These early deployments will use field programmable chipsets, rather than the more sophisticated chipsets, called ASICs, due next year. As a result, these campus deployments won't be fully mobile - supporting two-way video streams between the network and a car, for example.
Most of these trials will have as many as four or five base stations and users will connect via PCMCIA cards in laptops, West says. "A lot of people are real enthusiastic about having an 'Internet anywhere' experience," he says.
The big pictureWest sounds almost utopian as he explains the big picture of what all this will mean. WiMax-based 4G networks will make possible pervasive, immediate, visual interactions that he believes will make for a better, and more humane, world. "It's hard to stay mad at people when you're in close communications with each other," he says.

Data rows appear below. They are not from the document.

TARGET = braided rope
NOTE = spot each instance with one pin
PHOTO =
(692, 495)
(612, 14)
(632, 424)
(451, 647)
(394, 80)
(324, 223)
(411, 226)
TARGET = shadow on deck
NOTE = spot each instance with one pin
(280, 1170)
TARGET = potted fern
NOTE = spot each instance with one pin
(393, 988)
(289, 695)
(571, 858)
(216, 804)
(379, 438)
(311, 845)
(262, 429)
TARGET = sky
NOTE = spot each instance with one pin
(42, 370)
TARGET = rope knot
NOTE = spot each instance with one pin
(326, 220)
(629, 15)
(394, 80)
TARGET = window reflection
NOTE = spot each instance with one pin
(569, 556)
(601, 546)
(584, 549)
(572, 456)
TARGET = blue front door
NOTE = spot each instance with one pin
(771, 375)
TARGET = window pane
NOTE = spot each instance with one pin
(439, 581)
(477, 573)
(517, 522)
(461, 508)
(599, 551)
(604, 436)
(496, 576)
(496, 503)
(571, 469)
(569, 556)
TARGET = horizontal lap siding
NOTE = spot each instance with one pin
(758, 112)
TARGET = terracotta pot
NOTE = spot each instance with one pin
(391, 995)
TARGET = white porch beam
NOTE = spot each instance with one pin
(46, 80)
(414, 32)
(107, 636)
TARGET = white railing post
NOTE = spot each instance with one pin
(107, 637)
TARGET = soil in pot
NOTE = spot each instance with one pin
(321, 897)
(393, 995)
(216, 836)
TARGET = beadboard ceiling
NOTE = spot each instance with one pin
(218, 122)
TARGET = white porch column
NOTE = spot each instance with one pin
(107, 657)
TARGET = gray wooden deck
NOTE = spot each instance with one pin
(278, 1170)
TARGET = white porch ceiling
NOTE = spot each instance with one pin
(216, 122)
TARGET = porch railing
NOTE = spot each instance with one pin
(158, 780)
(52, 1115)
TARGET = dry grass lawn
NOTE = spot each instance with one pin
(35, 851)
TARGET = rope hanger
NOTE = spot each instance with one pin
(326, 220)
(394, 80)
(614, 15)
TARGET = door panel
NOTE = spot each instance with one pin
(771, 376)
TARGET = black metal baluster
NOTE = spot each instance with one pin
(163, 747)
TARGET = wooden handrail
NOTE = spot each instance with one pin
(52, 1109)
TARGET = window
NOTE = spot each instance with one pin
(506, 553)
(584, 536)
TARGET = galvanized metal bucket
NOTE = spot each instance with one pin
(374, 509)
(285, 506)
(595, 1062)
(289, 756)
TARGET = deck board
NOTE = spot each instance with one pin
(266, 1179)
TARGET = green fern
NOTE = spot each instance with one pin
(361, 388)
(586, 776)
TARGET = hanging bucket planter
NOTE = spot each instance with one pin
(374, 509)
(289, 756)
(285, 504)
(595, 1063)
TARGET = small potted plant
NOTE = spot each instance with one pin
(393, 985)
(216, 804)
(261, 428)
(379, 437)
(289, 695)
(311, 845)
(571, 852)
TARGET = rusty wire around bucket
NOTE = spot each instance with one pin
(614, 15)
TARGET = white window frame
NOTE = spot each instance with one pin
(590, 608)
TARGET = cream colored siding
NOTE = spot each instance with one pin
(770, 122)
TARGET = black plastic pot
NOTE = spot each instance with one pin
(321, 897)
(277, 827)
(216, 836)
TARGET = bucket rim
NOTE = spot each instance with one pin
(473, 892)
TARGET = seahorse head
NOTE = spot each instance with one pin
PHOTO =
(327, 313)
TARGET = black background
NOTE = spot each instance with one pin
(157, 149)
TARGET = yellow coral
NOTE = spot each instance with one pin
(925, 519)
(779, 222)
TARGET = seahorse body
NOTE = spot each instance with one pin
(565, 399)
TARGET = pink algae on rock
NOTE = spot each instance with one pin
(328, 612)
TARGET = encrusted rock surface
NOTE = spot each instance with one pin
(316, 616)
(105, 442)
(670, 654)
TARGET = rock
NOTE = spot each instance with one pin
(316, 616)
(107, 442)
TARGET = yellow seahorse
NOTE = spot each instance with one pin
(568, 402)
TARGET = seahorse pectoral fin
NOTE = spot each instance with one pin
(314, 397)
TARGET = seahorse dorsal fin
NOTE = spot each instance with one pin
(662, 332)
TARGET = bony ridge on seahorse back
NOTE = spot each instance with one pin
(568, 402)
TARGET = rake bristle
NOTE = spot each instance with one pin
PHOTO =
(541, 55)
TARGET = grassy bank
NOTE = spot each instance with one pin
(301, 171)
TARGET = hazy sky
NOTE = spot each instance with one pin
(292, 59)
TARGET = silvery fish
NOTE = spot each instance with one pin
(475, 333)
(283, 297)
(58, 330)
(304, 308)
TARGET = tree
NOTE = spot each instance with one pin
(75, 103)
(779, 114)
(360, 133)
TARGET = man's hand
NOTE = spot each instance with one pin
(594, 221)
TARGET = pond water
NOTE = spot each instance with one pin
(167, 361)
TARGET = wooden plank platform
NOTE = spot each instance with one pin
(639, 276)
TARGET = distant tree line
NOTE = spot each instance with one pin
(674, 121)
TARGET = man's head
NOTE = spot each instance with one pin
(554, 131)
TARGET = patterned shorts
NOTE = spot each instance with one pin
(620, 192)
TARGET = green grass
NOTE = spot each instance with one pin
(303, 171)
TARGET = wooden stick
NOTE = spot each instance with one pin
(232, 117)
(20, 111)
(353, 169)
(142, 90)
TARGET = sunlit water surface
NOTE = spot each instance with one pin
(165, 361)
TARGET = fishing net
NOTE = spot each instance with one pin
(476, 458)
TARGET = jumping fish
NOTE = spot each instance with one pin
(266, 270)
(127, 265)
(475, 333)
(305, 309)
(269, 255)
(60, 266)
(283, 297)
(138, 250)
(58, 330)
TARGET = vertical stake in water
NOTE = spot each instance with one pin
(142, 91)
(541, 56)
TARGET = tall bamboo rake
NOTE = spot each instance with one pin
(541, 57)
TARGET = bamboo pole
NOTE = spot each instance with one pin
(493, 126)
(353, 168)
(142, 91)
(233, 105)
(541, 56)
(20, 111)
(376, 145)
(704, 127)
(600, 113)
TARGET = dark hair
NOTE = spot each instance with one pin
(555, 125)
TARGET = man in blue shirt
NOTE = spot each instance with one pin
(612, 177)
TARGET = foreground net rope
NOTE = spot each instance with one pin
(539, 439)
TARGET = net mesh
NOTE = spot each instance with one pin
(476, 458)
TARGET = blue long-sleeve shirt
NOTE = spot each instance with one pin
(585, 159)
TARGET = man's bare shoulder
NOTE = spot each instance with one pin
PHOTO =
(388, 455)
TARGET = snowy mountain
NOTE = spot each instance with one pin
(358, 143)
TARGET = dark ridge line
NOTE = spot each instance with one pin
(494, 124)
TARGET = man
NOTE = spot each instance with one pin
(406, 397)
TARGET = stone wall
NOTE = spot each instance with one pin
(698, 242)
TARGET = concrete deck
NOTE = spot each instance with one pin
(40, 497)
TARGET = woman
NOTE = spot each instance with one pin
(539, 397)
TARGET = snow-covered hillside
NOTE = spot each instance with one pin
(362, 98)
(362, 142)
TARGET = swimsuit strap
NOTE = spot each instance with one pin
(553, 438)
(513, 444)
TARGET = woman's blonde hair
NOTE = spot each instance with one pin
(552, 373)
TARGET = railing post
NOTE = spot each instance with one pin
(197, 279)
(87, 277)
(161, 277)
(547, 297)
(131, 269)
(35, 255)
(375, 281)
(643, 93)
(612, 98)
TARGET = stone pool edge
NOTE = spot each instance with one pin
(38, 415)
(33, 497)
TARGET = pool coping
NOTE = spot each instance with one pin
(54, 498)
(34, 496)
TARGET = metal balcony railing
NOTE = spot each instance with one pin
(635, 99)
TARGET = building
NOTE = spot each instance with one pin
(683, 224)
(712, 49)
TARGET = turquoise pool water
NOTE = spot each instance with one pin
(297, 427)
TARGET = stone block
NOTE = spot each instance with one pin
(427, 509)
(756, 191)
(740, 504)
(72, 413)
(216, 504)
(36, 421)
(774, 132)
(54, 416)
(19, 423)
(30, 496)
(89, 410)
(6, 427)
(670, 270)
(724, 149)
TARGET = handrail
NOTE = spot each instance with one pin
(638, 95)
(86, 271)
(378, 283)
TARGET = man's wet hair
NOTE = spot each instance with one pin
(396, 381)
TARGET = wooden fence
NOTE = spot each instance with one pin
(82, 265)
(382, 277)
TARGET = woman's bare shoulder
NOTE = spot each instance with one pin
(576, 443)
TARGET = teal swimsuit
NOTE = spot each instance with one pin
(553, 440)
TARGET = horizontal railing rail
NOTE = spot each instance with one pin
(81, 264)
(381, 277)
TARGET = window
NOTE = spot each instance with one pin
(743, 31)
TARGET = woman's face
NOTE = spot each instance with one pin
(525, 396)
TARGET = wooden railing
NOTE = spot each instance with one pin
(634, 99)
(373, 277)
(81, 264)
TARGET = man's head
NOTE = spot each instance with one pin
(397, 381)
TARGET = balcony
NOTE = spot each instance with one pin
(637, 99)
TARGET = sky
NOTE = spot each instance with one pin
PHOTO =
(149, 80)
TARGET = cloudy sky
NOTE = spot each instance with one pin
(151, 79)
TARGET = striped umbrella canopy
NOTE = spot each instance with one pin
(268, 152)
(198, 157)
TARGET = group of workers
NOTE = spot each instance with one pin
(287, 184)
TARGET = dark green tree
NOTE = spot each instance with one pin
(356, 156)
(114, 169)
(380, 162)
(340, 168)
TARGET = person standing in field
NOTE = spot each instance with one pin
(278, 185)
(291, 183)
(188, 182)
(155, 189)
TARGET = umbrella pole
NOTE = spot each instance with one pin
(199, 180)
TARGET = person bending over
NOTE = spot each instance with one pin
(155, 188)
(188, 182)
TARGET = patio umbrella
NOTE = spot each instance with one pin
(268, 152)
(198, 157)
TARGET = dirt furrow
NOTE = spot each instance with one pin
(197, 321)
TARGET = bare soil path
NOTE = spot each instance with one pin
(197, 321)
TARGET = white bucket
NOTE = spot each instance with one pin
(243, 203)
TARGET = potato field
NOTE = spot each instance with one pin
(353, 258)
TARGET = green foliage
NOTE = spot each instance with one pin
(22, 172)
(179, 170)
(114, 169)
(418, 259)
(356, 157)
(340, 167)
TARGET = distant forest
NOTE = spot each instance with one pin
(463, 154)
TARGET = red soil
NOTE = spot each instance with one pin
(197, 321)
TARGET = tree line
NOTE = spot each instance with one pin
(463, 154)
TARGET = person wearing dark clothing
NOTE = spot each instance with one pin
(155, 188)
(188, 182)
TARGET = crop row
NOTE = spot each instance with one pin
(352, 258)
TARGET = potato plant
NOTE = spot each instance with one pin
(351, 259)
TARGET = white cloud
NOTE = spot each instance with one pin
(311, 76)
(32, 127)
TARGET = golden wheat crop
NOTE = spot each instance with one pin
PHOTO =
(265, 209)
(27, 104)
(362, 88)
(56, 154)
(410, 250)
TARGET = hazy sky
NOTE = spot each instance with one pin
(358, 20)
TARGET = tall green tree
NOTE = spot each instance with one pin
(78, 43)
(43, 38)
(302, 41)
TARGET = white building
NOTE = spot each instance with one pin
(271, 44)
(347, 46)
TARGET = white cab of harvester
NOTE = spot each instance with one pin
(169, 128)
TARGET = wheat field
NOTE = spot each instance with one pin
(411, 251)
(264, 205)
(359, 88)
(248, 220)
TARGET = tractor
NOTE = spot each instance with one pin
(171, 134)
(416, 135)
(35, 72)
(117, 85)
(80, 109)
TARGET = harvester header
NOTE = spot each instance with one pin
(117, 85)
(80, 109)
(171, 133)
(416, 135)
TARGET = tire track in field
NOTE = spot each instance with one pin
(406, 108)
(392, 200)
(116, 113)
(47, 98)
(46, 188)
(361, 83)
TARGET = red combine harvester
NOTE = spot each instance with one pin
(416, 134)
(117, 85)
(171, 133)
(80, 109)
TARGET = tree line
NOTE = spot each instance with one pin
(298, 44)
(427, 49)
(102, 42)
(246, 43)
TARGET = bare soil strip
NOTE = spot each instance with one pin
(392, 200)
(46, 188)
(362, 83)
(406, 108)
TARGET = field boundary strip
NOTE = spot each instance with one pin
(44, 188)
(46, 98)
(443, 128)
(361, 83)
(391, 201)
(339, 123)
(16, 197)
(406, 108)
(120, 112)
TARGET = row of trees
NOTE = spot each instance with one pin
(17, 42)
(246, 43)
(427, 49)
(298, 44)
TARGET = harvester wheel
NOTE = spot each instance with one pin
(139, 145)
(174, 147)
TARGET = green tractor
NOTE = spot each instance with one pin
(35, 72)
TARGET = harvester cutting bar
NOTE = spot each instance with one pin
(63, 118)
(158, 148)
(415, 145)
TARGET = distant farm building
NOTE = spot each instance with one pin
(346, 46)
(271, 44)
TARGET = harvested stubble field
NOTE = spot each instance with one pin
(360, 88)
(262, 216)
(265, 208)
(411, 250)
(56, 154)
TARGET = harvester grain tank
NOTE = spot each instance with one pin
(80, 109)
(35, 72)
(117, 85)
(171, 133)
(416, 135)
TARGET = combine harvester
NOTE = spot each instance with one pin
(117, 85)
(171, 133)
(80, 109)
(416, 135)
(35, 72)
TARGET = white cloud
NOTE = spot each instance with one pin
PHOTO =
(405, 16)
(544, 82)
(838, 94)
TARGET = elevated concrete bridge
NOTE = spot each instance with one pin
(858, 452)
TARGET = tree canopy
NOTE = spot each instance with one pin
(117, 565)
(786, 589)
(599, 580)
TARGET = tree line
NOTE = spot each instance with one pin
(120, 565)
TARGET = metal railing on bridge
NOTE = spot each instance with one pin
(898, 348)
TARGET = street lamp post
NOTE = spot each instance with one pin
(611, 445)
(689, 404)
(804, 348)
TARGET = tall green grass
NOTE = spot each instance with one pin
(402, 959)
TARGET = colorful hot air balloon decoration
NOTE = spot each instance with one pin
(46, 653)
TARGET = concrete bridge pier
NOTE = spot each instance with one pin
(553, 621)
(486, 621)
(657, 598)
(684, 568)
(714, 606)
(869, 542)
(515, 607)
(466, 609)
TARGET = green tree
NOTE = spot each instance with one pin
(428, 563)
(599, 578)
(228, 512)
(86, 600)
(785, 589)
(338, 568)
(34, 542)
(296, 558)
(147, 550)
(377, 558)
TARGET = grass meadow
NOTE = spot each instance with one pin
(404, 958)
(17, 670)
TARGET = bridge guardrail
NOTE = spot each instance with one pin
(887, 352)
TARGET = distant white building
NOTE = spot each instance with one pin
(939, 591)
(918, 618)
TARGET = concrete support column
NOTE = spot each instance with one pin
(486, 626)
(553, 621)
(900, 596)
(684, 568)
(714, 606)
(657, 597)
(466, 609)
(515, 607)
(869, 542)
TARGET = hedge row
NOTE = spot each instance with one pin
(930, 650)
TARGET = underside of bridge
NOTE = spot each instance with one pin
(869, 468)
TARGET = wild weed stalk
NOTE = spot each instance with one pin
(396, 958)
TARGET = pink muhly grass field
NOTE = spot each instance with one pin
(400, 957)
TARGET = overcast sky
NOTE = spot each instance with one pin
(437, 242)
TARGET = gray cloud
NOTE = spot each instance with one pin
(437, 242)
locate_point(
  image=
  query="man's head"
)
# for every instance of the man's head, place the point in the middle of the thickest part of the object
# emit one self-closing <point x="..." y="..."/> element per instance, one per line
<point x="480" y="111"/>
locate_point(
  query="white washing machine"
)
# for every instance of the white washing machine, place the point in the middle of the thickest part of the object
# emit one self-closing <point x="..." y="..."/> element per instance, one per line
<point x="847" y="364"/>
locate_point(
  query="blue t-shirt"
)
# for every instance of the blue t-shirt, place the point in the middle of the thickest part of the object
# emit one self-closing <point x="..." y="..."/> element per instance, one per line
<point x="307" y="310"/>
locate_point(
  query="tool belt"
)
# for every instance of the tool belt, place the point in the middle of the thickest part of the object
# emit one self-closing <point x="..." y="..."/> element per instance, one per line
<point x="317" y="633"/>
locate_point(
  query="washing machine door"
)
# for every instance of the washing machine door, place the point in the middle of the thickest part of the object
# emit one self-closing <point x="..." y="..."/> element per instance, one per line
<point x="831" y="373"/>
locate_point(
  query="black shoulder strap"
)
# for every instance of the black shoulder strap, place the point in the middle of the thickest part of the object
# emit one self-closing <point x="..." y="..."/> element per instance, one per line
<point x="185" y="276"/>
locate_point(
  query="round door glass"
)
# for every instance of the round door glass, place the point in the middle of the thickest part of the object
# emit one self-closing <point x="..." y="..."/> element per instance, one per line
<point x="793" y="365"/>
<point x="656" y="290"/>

A mobile WiMax network, with the bandwidth to support voice and video, will make such closeness possible, he says.
He describes a not-too-distant future in which his daughter can set up a small digital camera and a companion, compact flat screen so he can view his granddaughter's recital in real time. "I can literally be there with her," he says.
But there's nothing sentimental in his analysis of the challenges facing Sprint in its plan to create a nationwide mobile WiMax net.
"WiMax creates a 10-fold improvement in the price-per-bit," he says. "That is made possible by the fact it uses a wider channel."
West says that CDMA networks today use a 1.25-MHz channel, which under optimal conditions can deliver 4 bits per hertz, or about 5Mbit/s at the base station. By contrast, WiMax uses a 10-MHz channel, with a total of 40Mbit/s.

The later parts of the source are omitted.